4th Shared Task on SlavNER

Recognition, Normalization, Classification and Cross-lingual linking of Named Entities in Slavic Languages

Important Dates

  • See here

    Description

    The 4th edition of the SlavNER Shared Task focuses on the analysis of Named Entities in multilingual Web documents in Slavic languages.

    Due to rich inflection, free word order, derivation, and other phenomena present in the the Slavic languages, work on Named Entities poses a challenging task. Fostering research & development on the problems of Named Entities — detecting mentions of names, lemmatization (normalization), classification, and cross-lingual matching — is crucial for cross-lingual information access and wider use of NLP in Slavic languages.

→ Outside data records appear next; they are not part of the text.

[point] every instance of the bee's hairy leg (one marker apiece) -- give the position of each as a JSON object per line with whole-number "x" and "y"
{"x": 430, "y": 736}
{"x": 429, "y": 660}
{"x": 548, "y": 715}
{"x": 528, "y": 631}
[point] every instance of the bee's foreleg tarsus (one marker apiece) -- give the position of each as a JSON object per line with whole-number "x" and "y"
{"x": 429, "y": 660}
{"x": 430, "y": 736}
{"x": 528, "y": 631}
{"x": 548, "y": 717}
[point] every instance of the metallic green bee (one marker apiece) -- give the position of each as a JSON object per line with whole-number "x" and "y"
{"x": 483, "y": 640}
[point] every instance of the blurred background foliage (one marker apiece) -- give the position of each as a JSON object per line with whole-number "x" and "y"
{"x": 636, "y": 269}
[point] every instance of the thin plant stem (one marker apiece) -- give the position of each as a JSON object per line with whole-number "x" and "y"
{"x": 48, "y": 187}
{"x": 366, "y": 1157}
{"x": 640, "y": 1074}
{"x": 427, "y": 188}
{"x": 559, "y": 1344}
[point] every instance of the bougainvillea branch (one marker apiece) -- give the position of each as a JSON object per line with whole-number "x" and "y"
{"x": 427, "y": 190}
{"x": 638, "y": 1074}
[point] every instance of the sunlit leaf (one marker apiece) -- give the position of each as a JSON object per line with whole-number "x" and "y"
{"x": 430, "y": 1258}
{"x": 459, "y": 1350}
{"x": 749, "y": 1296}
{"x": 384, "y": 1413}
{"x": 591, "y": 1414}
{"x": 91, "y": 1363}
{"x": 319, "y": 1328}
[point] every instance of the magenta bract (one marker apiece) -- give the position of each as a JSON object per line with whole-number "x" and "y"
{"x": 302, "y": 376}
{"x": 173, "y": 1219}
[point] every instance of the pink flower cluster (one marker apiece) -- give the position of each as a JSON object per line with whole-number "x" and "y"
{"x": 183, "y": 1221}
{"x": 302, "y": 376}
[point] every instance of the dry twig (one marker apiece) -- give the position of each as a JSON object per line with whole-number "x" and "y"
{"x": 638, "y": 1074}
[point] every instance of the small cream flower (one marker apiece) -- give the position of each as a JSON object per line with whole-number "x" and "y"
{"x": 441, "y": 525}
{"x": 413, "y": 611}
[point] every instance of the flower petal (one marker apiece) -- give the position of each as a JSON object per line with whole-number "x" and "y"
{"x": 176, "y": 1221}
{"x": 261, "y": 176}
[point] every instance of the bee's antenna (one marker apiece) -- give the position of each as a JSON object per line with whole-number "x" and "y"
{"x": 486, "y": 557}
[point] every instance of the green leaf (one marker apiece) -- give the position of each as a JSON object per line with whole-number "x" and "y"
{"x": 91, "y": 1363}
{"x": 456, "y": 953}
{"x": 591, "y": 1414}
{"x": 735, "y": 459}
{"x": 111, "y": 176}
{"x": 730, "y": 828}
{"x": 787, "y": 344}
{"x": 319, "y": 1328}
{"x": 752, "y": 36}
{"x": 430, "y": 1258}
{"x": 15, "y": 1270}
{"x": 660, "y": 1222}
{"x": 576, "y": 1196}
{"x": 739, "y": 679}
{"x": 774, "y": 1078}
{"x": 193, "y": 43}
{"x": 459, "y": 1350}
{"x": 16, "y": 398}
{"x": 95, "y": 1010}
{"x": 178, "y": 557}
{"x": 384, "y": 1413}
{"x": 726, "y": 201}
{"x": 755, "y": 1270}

    The 4rd edition of the shared task covers three languages:

    • Czech,
    • Polish,
    • Russian.

    and five types of named entities:

    • persons,
    • locations,
    • organizations,
    • events,
    • products.

    The Shared Task focuses on cross-lingual, document-level extraction of named entities — the systems should recognize, classify, and extract all named entity mentions in a document; detecting the position of each named entity mention is not required. Named-entity mentions should be lemmatized, and mentions referring to the same real-world object should be linked across documents and languages. The input text collection consists of sets of documents retrieved from the Web, each set being about a certain entity or event. The corpus was obtained by crawling the Web and parsing the HTML of documents.

    IMPORTANT: it is NOT mandatory to participate in the full task, e.g., monolingual responses, without lemmatization of the extracted named entities, can be evaluated also.

    See the details about the 1st edition (2017) , 2nd edition (2019) and the 3rd edition (2021) of this shared task.

    Participation

    Teams that intend to participate should register by sending an email to: bsnlp@cs.helsinki.fi, which includes the following information:

    • name of team,
    • names of team members,
    • contact person,
    • contact email.

    Detailed task description and system response guidelines

    PDF: Detailed definition of the Shared Task, including system response guidelines and relevant input/output formats.

    Data

    Training data

    The training data for this edition consist of training and test data from: the 2021 edition — the entire collection of links to the train/test data.

    Please see the previous editions as well: 2017, and 2019.
    Please refer to task description papers from the previous editions, 2017 and 2019, for more details.

    Participants are encouraged to exploit various external named-entity resources for the languages of the Shared Task, which can be found at the SIGSLAV Web Page.

    Test Data

    The test data set will consist of a set of documents related to a specific topic (about an entity or event), which is different from the topics in the existing training data sets from 2017, 2019 and 2021.

    Tools

    Consistency Check

    A Java program that checks the consistency of the annotation files (including format, valid entity types, id assignment, etc.) can be found HERE.

    Evaluation Metrics

    A Java program that was used for evaluation can be found HERE. Please read the file readme.txt inside the archive for more details. Do not hesitate to contact us in case you encounter any problems.

    Evaluation is carried out on the system response returned by the participants for the test corpora.

    Named entity recognition (exact, case-insensitive matching) and lemmatization tasks are evaluated in terms of precision, recall, and F1 scores. In particular, as regards named entity recognition, two types of evaluations are carried out:

    Relaxed evaluation: an entity mentioned in a given document is considered to be extracted correctly if the system response includes at least one annotation of a named mention of this entity (regardless of whether the extracted mention is base form);

    Strict evaluation: the system response should include exactly one annotation for each unique form of a named mention of an entity that is referred to in a given document, i.e., capturing and listing all variants of an entity is required.

    The document-level and cross-language entity matching task are evaluated using the Link-Based Entity-Aware metric (LEA) introduced in (Moosavi and Strube, 2016).

    Please note that the evaluation is case-insensitive. That is, all named mentions in system response and test corpora are lower-cased.

    Publication and Workshop

    Participants in the shared task are invited to submit a paper to the SlavNLP 2023 workshop. Submitting a paper is not mandatory for participating in the Shared Task. Papers must follow the workshop submission instructions and will undergo regular peer review. Their acceptance will not depend on the results obtained in the shared task, but on the quality of the paper: clarity of presentation, etc. Authors of accepted papers will be informed about the evaluation results of their systems prior to the submission deadline. Accepted papers will appear in the ACL anthology. Accepted papers will be present at a session of the Slavic NLP 2023 Workshop specially dedicated to the Shared Task.

    The deadline for the shared task paper is the same as for the workshop papers, see the Important dates page.